Shelly-Ann Fraser-Pryce fixes wig mid-race but still qualifies in worlds 200m

World 100m champion Shelly-Ann Fraser-Pryce had to fix her wig halfway through her women’s 200m heat as she suffered a surprise defeat to Niger’s Aminatou Seyni.

The incident occurred as the Jamaican flew around the bend and felt her electric turquoise wig slipping – forcing her to reach her right arm upwards and take a second or so to adjust it. However she still finished in 22.26sec as she qualified easily for Tuesday’s semi-final.

Afterwards Fraser-Pryce explained that it was one of 10 wigs she has packed in a bag to Eugene. “I had my hair done, coloured from home, and I packed them,” she said. “I had different hair stylists here install them for me. This one I actually did myself.”

All the big names also qualified for the semi-finals, including Britain’s Dina Asher-Smith, who took it easy in finishing second in her heat in 22.56. “I got instructions from my coach to make sure that I ran a smart race and conserved energy for the semi-finals and the final in a few days,” she said.

However the performance of the round came from Seyni, who set a national record of 21.98 in qualifying fastest for Tuesday’s semi-finals by beating Fraser-Pryce. Namibia’s Beatrice Masilingi also looked super-smooth in beating the Olympic 200m champion Elaine Thompson-Herah with a run of 22.27 in her heat.

From both Seyni and Masilingi there was a sense of more to come – and that could lead to an interesting couple of days here in Eugene.

Both are barred from running in their favourite event, the 400m, under World Athletics rules for athletes with a difference in sex development (DSD), introduced after the Caster Semenya legal case in 2019.

Those rules mean 46 XY DSD athletes are banned from events between 400m and a mile, but are eligible for other events. However last month World Athletics president Sebastian Coe indicated that these rules might be changed because he favoured fairness for women’s sport over inclusion.

Coe is also mindful that in the Semenya case the court of arbitration for sport stated that 46 XY DSD athletes, who are born with male testes, “enjoy a significant sporting advantage … over 46 XX athletes without such DSD … including greater lean body mass, larger hearts and larger V02 max than 46 XX individuals”.

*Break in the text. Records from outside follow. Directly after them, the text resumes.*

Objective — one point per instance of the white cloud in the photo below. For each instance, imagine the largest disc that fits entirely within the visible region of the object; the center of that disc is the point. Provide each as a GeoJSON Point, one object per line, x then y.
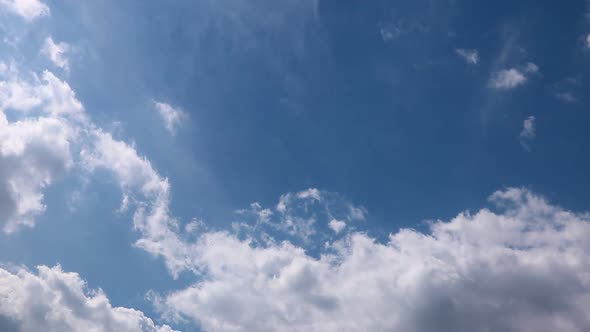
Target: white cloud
{"type": "Point", "coordinates": [57, 301]}
{"type": "Point", "coordinates": [507, 79]}
{"type": "Point", "coordinates": [172, 117]}
{"type": "Point", "coordinates": [531, 68]}
{"type": "Point", "coordinates": [470, 56]}
{"type": "Point", "coordinates": [524, 268]}
{"type": "Point", "coordinates": [35, 150]}
{"type": "Point", "coordinates": [528, 133]}
{"type": "Point", "coordinates": [33, 153]}
{"type": "Point", "coordinates": [57, 53]}
{"type": "Point", "coordinates": [28, 9]}
{"type": "Point", "coordinates": [337, 225]}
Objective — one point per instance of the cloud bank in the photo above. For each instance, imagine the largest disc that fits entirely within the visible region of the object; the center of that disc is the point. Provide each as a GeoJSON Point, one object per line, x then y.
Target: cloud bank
{"type": "Point", "coordinates": [56, 301]}
{"type": "Point", "coordinates": [522, 268]}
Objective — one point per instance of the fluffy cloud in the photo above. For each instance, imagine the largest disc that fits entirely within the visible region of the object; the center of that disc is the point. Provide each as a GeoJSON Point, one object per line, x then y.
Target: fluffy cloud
{"type": "Point", "coordinates": [470, 56]}
{"type": "Point", "coordinates": [337, 225]}
{"type": "Point", "coordinates": [28, 9]}
{"type": "Point", "coordinates": [34, 150]}
{"type": "Point", "coordinates": [171, 116]}
{"type": "Point", "coordinates": [32, 154]}
{"type": "Point", "coordinates": [511, 78]}
{"type": "Point", "coordinates": [507, 79]}
{"type": "Point", "coordinates": [57, 53]}
{"type": "Point", "coordinates": [522, 268]}
{"type": "Point", "coordinates": [528, 133]}
{"type": "Point", "coordinates": [54, 300]}
{"type": "Point", "coordinates": [305, 217]}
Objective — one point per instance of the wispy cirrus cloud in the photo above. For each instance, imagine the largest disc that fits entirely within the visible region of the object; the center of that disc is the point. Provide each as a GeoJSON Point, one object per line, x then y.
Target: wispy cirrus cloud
{"type": "Point", "coordinates": [27, 9]}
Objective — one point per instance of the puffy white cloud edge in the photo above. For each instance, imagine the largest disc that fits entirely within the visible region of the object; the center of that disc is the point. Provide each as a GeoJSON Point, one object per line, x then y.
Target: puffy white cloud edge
{"type": "Point", "coordinates": [524, 267]}
{"type": "Point", "coordinates": [171, 116]}
{"type": "Point", "coordinates": [54, 300]}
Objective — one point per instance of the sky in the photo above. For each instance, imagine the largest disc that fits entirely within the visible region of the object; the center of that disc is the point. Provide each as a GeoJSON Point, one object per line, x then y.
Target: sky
{"type": "Point", "coordinates": [294, 165]}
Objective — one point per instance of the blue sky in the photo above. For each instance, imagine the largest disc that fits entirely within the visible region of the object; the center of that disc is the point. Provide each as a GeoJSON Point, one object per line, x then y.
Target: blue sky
{"type": "Point", "coordinates": [171, 154]}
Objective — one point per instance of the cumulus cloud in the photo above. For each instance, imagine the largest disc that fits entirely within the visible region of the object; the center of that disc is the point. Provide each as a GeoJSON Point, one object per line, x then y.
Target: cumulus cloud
{"type": "Point", "coordinates": [470, 56]}
{"type": "Point", "coordinates": [54, 300]}
{"type": "Point", "coordinates": [528, 133]}
{"type": "Point", "coordinates": [304, 217]}
{"type": "Point", "coordinates": [171, 116]}
{"type": "Point", "coordinates": [34, 150]}
{"type": "Point", "coordinates": [337, 225]}
{"type": "Point", "coordinates": [28, 9]}
{"type": "Point", "coordinates": [507, 79]}
{"type": "Point", "coordinates": [56, 52]}
{"type": "Point", "coordinates": [521, 268]}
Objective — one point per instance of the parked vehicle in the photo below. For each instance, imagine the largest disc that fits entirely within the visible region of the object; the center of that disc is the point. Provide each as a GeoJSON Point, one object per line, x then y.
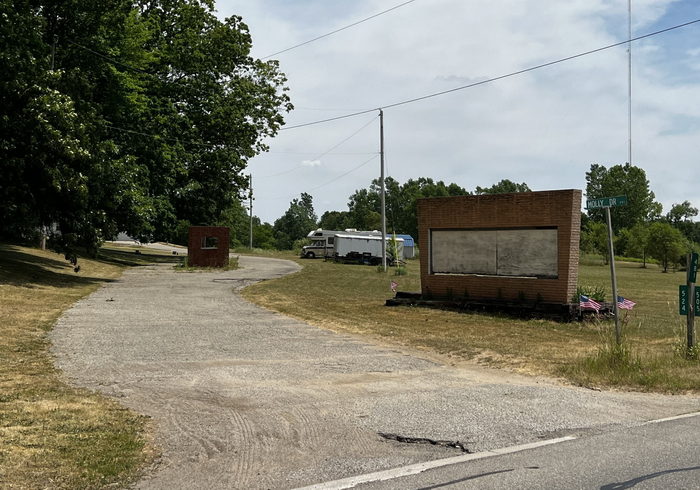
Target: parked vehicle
{"type": "Point", "coordinates": [363, 249]}
{"type": "Point", "coordinates": [323, 241]}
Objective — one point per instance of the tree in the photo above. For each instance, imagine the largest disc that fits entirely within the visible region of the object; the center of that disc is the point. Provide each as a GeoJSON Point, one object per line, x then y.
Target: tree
{"type": "Point", "coordinates": [681, 212]}
{"type": "Point", "coordinates": [263, 235]}
{"type": "Point", "coordinates": [666, 244]}
{"type": "Point", "coordinates": [296, 223]}
{"type": "Point", "coordinates": [364, 210]}
{"type": "Point", "coordinates": [145, 123]}
{"type": "Point", "coordinates": [503, 187]}
{"type": "Point", "coordinates": [626, 180]}
{"type": "Point", "coordinates": [334, 220]}
{"type": "Point", "coordinates": [680, 217]}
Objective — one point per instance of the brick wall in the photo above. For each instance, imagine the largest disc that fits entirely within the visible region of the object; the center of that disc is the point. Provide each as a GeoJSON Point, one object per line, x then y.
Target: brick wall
{"type": "Point", "coordinates": [560, 209]}
{"type": "Point", "coordinates": [199, 256]}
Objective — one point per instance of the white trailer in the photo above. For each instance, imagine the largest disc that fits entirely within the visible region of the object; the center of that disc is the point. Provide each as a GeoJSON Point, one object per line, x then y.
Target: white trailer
{"type": "Point", "coordinates": [363, 249]}
{"type": "Point", "coordinates": [322, 242]}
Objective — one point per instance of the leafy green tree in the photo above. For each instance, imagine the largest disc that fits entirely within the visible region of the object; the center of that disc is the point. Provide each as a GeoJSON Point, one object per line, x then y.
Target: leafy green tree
{"type": "Point", "coordinates": [364, 210]}
{"type": "Point", "coordinates": [145, 123]}
{"type": "Point", "coordinates": [505, 186]}
{"type": "Point", "coordinates": [296, 223]}
{"type": "Point", "coordinates": [401, 203]}
{"type": "Point", "coordinates": [334, 220]}
{"type": "Point", "coordinates": [681, 217]}
{"type": "Point", "coordinates": [263, 235]}
{"type": "Point", "coordinates": [620, 180]}
{"type": "Point", "coordinates": [666, 244]}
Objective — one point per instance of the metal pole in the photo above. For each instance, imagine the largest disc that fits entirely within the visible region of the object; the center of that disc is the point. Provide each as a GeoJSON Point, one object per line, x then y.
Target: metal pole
{"type": "Point", "coordinates": [618, 336]}
{"type": "Point", "coordinates": [250, 196]}
{"type": "Point", "coordinates": [381, 184]}
{"type": "Point", "coordinates": [691, 308]}
{"type": "Point", "coordinates": [629, 81]}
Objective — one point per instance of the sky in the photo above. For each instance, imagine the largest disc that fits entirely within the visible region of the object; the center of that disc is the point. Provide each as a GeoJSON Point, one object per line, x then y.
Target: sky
{"type": "Point", "coordinates": [545, 127]}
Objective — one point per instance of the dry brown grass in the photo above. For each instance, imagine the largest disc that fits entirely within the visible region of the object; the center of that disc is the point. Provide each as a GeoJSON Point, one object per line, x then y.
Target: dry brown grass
{"type": "Point", "coordinates": [53, 435]}
{"type": "Point", "coordinates": [349, 298]}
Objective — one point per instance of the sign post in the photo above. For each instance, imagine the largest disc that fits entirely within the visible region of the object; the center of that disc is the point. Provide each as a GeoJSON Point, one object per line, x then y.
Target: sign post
{"type": "Point", "coordinates": [692, 302]}
{"type": "Point", "coordinates": [607, 203]}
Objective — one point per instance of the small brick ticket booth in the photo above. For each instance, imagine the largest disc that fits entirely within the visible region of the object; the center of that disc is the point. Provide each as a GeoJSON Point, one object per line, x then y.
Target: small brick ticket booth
{"type": "Point", "coordinates": [208, 246]}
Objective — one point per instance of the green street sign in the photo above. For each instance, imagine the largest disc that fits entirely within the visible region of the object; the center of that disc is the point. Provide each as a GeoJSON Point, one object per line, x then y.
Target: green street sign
{"type": "Point", "coordinates": [683, 300]}
{"type": "Point", "coordinates": [606, 202]}
{"type": "Point", "coordinates": [693, 267]}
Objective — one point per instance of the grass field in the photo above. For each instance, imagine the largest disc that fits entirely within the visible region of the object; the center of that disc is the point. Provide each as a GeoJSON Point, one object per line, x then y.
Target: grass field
{"type": "Point", "coordinates": [56, 436]}
{"type": "Point", "coordinates": [53, 435]}
{"type": "Point", "coordinates": [350, 298]}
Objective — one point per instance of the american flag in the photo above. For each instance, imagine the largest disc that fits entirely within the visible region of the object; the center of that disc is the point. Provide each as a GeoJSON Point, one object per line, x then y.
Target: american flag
{"type": "Point", "coordinates": [625, 304]}
{"type": "Point", "coordinates": [588, 303]}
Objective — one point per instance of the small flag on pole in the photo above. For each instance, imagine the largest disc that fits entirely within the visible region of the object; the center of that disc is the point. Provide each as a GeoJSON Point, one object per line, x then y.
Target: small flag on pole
{"type": "Point", "coordinates": [588, 303]}
{"type": "Point", "coordinates": [625, 304]}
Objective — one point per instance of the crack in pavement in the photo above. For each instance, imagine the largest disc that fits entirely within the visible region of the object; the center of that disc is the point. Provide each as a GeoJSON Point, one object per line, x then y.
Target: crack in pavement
{"type": "Point", "coordinates": [425, 440]}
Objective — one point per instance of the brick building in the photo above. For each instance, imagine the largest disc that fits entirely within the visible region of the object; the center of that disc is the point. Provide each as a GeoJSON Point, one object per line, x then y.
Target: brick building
{"type": "Point", "coordinates": [208, 246]}
{"type": "Point", "coordinates": [510, 247]}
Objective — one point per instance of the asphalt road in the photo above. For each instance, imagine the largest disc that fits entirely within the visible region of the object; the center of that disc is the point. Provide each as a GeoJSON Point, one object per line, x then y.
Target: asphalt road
{"type": "Point", "coordinates": [246, 398]}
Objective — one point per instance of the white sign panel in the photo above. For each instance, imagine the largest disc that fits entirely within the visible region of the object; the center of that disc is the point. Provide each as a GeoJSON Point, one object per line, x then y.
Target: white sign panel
{"type": "Point", "coordinates": [531, 252]}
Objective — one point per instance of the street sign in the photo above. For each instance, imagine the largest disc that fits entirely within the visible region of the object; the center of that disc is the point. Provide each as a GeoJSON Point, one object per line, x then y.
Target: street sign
{"type": "Point", "coordinates": [606, 202]}
{"type": "Point", "coordinates": [683, 300]}
{"type": "Point", "coordinates": [693, 267]}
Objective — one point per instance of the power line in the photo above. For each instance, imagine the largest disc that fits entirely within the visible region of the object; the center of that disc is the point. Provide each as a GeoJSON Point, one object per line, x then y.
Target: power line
{"type": "Point", "coordinates": [164, 138]}
{"type": "Point", "coordinates": [337, 30]}
{"type": "Point", "coordinates": [494, 79]}
{"type": "Point", "coordinates": [343, 175]}
{"type": "Point", "coordinates": [112, 60]}
{"type": "Point", "coordinates": [324, 153]}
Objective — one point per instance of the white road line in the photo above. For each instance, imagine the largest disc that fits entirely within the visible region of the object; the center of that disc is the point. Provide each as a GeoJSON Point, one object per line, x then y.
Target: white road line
{"type": "Point", "coordinates": [414, 469]}
{"type": "Point", "coordinates": [668, 419]}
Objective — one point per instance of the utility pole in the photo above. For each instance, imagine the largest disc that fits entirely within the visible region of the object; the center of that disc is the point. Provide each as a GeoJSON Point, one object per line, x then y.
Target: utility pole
{"type": "Point", "coordinates": [250, 196]}
{"type": "Point", "coordinates": [618, 334]}
{"type": "Point", "coordinates": [629, 81]}
{"type": "Point", "coordinates": [53, 52]}
{"type": "Point", "coordinates": [381, 184]}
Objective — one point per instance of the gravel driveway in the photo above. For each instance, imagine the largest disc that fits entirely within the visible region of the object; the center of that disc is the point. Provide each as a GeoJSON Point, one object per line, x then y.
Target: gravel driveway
{"type": "Point", "coordinates": [246, 398]}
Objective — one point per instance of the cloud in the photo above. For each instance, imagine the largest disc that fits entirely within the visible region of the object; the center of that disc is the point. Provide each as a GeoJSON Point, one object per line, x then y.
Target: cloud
{"type": "Point", "coordinates": [544, 127]}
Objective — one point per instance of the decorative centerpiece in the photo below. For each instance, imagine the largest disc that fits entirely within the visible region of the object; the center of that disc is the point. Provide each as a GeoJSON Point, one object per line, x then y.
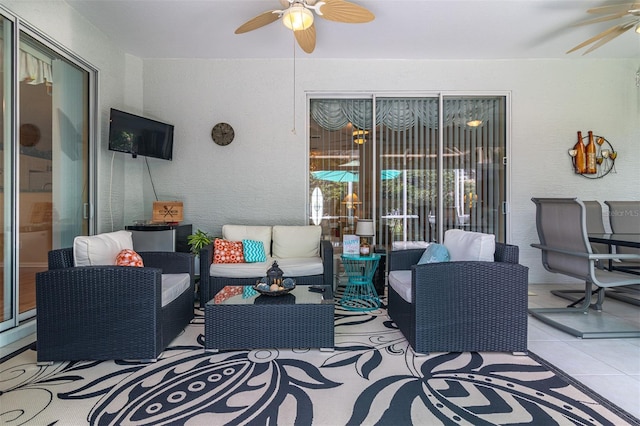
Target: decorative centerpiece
{"type": "Point", "coordinates": [273, 284]}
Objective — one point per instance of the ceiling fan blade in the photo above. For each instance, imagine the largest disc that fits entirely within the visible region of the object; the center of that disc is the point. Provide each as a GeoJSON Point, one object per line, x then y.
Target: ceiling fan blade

The hugely controversial issue has played out repeatedly in some of the biggest finals in recent years with Masilingi’s compatriot Christine Mboma winning the silver medal in Tokyo last year behind Thompson-Herah. It could yet be another talking point again.

On a day where women’s events took centre stage, Venezuela’s Yulimar Rojas, Kenya’s Faith Kipyegon and Belgium’s Nafi Thiam all added world titles to their Tokyo 2020 Olympic crowns.

Rojas secured an unprecedented third world triple jump title with a 15.47m leap, while Kipyegon took a thrilling 1500m. However there was drama in the heptathlon with Thiam having to overturn a 19-point deficit going into the final event to beat Anouk Vetter to win gold.

Thiam smashed her 800m PB by two seconds to end up with 6,947 points, the second-best mark of her career. However Britain’s defending champion, Katarina Johnson-Thompson, could only finish eighth with a score of 6,222.

Elsewhere, Qatar’s Mutaz Essa Barshim won his third straight world high jump title after clearing 2.37m.